Disorganized Attachment
A fourth category is termed disorganized attachment (Main & Solomon, 1990). It can be conceptualized as the lack of a coherent 'organized' behavioral strategy for dealing with the stresses (i.e., the strange room, the stranger, and the comings and goings of the caregiver) of the Strange Situation Procedure. Evidence has suggested that children with disorganized attachment may experience their caregivers as either frightening or frightened. A frightened caregiver is alarming to the child, who uses social referencing techniques such as checking the adult's facial expression to ascertain whether a situation is safe. A frightening caregiver is usually so via aggressive behaviors towards the child (either mild or direct physical/sexual behaviors) and puts the child in a dilemma called 'fear without solution.' In other words, the caregiver is both the source of the child's alarm as well as the child's haven of safety. Through parental behaviors that are frightening, the caregiver puts the child in an irresolvable paradox of approach-avoidance. This paradox, in fact, may be one explanation for some of the 'stilling' and 'freezing' behaviors observed in children judged to be disorganized. Human interactions are experienced as erratic, thus children cannot form a coherent, organized interactive template. If the child uses the caregiver as a mirror to understand the self, the disorganized child is looking into a mirror broken into a thousand pieces. It is more severe than learned helplessness as it is the model of the self rather than of a situation.
There is a growing body of research on the links between abnormal parenting, disorganized attachment and risks for later psychopathologies. Abuse is associated with disorganized attachment. The disorganized style is a risk factor for a range of psychological disorders although it is not in itself considered an attachment disorder under the current classification.
I was debating whether or not to do the Child and Adult side by side, but they don’t quite match up that way and this post is already getting really long so I’ll leave you with this nice chart breakdown and we’ll get to those Adult Attachment Styles tomorrow!
 
 
Child and caregiver behaviour patterns before the age of 18 months[36][38]
Attachment
pattern
Child
Caregiver
Secure
Uses caregiver as a secure base for exploration. Protests caregiver's departure and seeks proximity and is comforted on return, returning to exploration. May be comforted by the stranger but shows clear preference for the caregiver.
Responds appropriately, promptly and consistently to needs. Caregiver has successfully formed a secure parental attachment bond to the child.
Avoidant
Little affective sharing in play. Little or no distress on departure, little or no visible response to return, ignoring or turning away with no effort to maintain contact if picked up. Treats the stranger similarly to the caregiver. The child feels that there is no attachment; therefore, the child is rebellious and has a lower self-image and self-esteem.

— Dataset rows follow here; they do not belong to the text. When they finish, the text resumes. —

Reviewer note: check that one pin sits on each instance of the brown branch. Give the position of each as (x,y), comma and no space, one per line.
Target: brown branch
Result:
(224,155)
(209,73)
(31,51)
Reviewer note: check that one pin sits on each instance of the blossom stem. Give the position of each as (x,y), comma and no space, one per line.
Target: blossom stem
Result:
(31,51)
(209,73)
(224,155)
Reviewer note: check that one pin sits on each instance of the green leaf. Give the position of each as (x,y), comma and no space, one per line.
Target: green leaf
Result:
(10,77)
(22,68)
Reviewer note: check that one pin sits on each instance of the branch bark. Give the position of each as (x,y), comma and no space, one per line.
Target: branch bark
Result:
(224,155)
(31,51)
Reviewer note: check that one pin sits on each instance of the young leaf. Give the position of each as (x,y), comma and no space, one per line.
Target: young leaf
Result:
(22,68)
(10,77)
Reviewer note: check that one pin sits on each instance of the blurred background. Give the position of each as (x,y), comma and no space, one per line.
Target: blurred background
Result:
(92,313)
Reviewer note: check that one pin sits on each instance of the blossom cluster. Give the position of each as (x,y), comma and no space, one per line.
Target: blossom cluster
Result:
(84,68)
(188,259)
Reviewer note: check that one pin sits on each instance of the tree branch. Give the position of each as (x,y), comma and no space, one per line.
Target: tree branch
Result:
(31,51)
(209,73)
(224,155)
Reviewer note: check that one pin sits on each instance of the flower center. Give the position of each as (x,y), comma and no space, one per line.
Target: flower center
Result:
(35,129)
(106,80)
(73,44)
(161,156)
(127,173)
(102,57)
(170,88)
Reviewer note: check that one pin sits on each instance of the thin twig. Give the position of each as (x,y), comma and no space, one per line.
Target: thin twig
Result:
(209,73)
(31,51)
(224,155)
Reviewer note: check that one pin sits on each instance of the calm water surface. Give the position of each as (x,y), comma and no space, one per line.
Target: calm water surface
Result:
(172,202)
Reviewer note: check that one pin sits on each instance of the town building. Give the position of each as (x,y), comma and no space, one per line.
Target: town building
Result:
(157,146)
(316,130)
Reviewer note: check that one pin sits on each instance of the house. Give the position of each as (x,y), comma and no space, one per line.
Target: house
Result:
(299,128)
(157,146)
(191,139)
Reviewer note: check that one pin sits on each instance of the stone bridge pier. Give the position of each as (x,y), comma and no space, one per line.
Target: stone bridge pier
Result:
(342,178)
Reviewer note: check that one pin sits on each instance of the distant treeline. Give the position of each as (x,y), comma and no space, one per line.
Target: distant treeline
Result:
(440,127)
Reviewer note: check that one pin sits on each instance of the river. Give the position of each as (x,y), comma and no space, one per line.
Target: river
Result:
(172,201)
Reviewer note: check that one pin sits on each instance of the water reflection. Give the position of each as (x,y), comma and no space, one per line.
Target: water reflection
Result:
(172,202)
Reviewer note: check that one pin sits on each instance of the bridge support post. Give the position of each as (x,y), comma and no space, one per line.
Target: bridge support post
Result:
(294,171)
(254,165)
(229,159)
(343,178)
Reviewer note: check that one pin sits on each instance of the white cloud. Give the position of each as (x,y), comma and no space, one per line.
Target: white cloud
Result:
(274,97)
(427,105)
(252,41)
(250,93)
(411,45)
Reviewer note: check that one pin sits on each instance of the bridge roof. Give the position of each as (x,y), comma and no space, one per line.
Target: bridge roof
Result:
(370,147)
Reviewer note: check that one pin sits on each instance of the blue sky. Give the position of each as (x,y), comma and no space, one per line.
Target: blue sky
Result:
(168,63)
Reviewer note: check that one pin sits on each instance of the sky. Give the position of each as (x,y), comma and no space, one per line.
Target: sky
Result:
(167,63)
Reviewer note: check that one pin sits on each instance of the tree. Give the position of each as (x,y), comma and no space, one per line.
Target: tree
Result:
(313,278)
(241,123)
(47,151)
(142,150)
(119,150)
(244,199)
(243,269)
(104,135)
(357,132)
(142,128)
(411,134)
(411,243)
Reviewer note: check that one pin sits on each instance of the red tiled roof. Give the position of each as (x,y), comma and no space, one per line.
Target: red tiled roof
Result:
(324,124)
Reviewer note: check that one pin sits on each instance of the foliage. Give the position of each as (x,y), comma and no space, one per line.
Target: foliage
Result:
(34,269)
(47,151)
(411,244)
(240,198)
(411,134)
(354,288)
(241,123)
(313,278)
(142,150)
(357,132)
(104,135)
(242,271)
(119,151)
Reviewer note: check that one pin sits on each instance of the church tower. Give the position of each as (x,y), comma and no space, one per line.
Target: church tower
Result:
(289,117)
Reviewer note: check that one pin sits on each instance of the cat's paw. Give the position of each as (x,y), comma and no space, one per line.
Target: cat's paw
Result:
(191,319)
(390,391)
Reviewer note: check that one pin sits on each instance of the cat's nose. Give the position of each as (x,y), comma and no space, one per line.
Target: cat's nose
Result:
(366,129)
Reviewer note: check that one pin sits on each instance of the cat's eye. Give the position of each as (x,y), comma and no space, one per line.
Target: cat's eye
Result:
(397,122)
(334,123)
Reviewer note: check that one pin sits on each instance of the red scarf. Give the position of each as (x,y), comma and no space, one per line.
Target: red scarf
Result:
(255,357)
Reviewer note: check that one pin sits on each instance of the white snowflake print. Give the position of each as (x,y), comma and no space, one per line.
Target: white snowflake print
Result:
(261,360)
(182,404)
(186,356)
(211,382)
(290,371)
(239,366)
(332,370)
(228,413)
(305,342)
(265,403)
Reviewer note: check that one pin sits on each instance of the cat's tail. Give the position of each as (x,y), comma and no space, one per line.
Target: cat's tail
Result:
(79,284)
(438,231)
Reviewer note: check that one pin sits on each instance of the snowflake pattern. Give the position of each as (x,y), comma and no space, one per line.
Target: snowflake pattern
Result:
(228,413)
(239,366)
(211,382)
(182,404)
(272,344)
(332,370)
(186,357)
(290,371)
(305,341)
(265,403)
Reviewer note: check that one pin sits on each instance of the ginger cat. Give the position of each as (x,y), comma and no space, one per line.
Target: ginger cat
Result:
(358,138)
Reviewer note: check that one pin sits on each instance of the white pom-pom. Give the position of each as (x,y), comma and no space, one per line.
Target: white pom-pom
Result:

Little or no response to distressed child. Discourages crying and encourages independence.
Ambivalent/Resistant
Unable to use caregiver as a secure base, seeking proximity before separation occurs. Distressed on separation with ambivalence, anger, reluctance to warm to caregiver and return to play on return. Preoccupied with caregiver's availability, seeking contact but resisting angrily when it is achieved. Not easily calmed by stranger. In this relationship, the child always feels anxious because the caregiver's availability is never consistent.
Inconsistent between appropriate and neglectful responses. Generally will only respond after increased attachment behavior from the infant.
Disorganized
Stereotypies (repetitive gestures) on return such as freezing or rocking. Lack of coherent attachment strategy shown by contradictory, disoriented behaviours such as approaching but with the back turned.
Frightened or frightening behaviour, intrusiveness, withdrawal, negativity, role confusion, affective communication errors and maltreatment. Very often associated with many forms of abuse towards the child.